Tergantung pada konsentrasi yang digunakan, efek klorheksidin dapat bersifat bakteriostatik atau bakterisidal.
Klorheksidin pada konsentrasi tinggi > Efek bakterisidal
Ia memiliki kemampuan merusak membran sel dengan bertindak sebagai deterjen dan menyebabkan pengendapan sitoplasma.
Klorheksidin pada konsentrasi rendah > Efek bakteriostatik
Ia menyebabkan pelepasan zat-zat seperti kalium dan fosforus yang memiliki berat molekul rendah, tetapi tidak merusak sel secara ireversibel. Ia juga mampu mengubah metabolisme bakteri dengan mencegah transportasi sistem fosfotransferase gula (PTS) dan menghambat produksi asam pada beberapa bakteri.
Klorheksidin juga memiliki sifat antimikroba yang sangat menarik yaitu substantivitas antimikroba, yaitu ia menempel pada dentin menjaga aktivitas antimikroba yang berkelanjutan, oleh karena itu, digunakan sebagai obat/irigan intrakanal ia memiliki kemampuan untuk menunda rekontaminasi koronal dari sistem kanal. Ia ideal terutama dalam kasus retratmen endodontik.
Klorheksidin yang digunakan sebagai irigan endodontik, baik dalam bentuk cair maupun gel, memiliki sifat antibakteri yang berbeda tergantung pada konsentrasinya.
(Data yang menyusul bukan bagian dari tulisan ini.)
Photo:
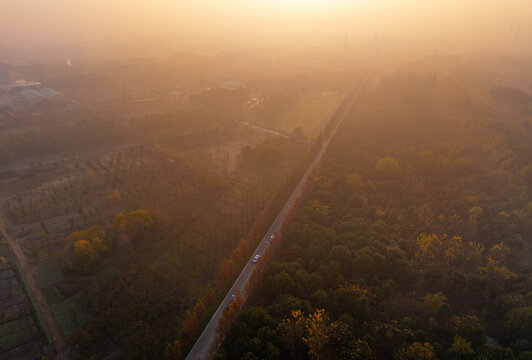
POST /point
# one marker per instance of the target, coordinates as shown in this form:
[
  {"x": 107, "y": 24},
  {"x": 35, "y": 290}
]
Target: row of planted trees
[{"x": 229, "y": 267}]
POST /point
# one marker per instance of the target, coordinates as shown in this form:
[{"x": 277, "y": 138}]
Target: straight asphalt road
[{"x": 206, "y": 345}]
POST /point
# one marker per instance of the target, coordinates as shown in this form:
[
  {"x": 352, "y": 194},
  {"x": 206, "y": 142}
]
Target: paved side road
[{"x": 205, "y": 346}]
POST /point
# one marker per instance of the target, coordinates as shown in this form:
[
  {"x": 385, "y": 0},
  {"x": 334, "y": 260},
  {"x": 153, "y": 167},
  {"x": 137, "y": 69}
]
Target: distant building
[
  {"x": 6, "y": 78},
  {"x": 33, "y": 96}
]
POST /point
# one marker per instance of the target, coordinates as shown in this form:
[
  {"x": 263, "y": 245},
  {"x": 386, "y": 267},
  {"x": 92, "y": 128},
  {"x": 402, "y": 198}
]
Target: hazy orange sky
[{"x": 431, "y": 25}]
Dibandingkan dengan hipoklorit, sifat-sifat ini tidak memiliki perbedaan yang signifikan, namun, klorheksidin tidak mampu melarutkan jaringan dan oleh karena itu natrium hipoklorit masih merupakan pilihan yang lebih baik.
Kadang-kadang direkomendasikan sebuah protokol irigasi yang harus diambil tindakan pencegahan tertentu karena interaksi kimia yang dapat terjadi:
- Siram dengan natrium hipoklorit untuk melarutkan komponen organik.
- Siram dengan EDTA untuk menghilangkan smear layer.
- Siram dengan klorheksidin untuk meningkatkan spektrum aktivitas antimikroba dan menambah substantivitas.
Ketika mencampurkan natrium hipoklorit dengan klorheksidin, reaksi asam-basa terjadi yang membentuk presipitat netral yang tidak larut yang diduga mengganggu penyegelan apikal yang tepat, dan perubahan warna juga terjadi. Di sisi lain, campuran klorheksidin dan EDTA membentuk garam. Oleh karena itu, disarankan untuk mengeringkan sebaik mungkin dengan kertas poin sebelum irigasi akhir dengan klorheksidin.
Tindakan pencegahan yang perlu dipertimbangkan adalah bahwa klorheksidin dapat menyebabkan reaksi alergi pada sekitar 2% pasien, meskipun data ini mempertimbangkan klorheksidin yang digunakan pada kulit dan bukan pada saluran akar.